S, who came from southeastern Ohio to support the protest, shared concern about pipelines from events that have taken place in S’s own backyard.

According to the protester, a 60-year-old pipeline goes very near S’s home.

Six years ago that pipeline blew and, though five miles away, S could feel the explosion through the ground.

S views the pipeline as just another extension of an extraction industry that has stripped wealth from the region and although S has relatives inside the pipeline industry, S places much animosity on the pipeline owners, calling the bosses nothing but modern-day carpetbaggers.

Protester One also shared his opinion on the ownership and management of the pipelines, while stating they do not judge the actual pipeline workers for what they do.

“I think companies, corporations do a really good job of convincing workers that their entire identity is wound up in the occupations that they have,” Protester One said. “I don’t know what kind of money workers are making for MVP. I’m sure it’s not nearly as much as the head of MVP is making, and that right in itself speaks volumes.”

Another member of the “Ham Sandwich Brigade,” identified as D, shared an experience growing up in Mingo County, which D described as a ghost town caused by the extraction industry leaving.

“When I see that happening to a new place like Monroe County and these places that haven’t seen extraction, in the same way, it just breaks my heart and I don’t want to see places like Monroe County look like where I grew up,” D said.

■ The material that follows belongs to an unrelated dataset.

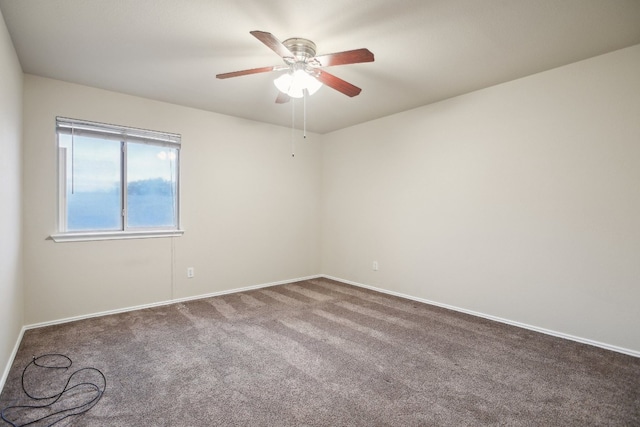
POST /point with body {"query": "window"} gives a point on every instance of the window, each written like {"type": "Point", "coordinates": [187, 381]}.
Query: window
{"type": "Point", "coordinates": [116, 182]}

Those feelings were also shared by Crabtree, who 40 years ago taught in McDowell County.

“I saw the boom,” the retired teacher said. “I saw the people becoming wealthy as coal miners, and I saw the new cars and the dishes and the campers. Go to McDowell County now. See what extracting natural resources leaves behind. When the boom is over and it’s bust time, the train tracks are still there, the mines are still there, but there’s nothing for corporations to make money from.”

Further down the slope and closer to the cutting, a second tree-sitter, identified as Protester Two, said he has spent his time taking in the beauty of the view, reading and looking at the intricate nature of the forest surrounding them.

“A whole bunch of people are going to be harmed if this pipeline is built,” Protester Two said. “I have been meeting people all along the way that are scared, but I am also meeting people that have a conviction to figure out how to do this together. That’s what I am focused on. We will see where it takes us, but I know that people have done things that were unimaginable before and I believe in our ability to do that.”

Protester One is also aware of voiced support for their cause and said the support has bolstered their spirits.

The same can be said for Crabtree, who, though her land has been claimed under eminent domain, is part of a suit against the action.

“Enough money has not been minted for us to give up our land,” the retired teacher said.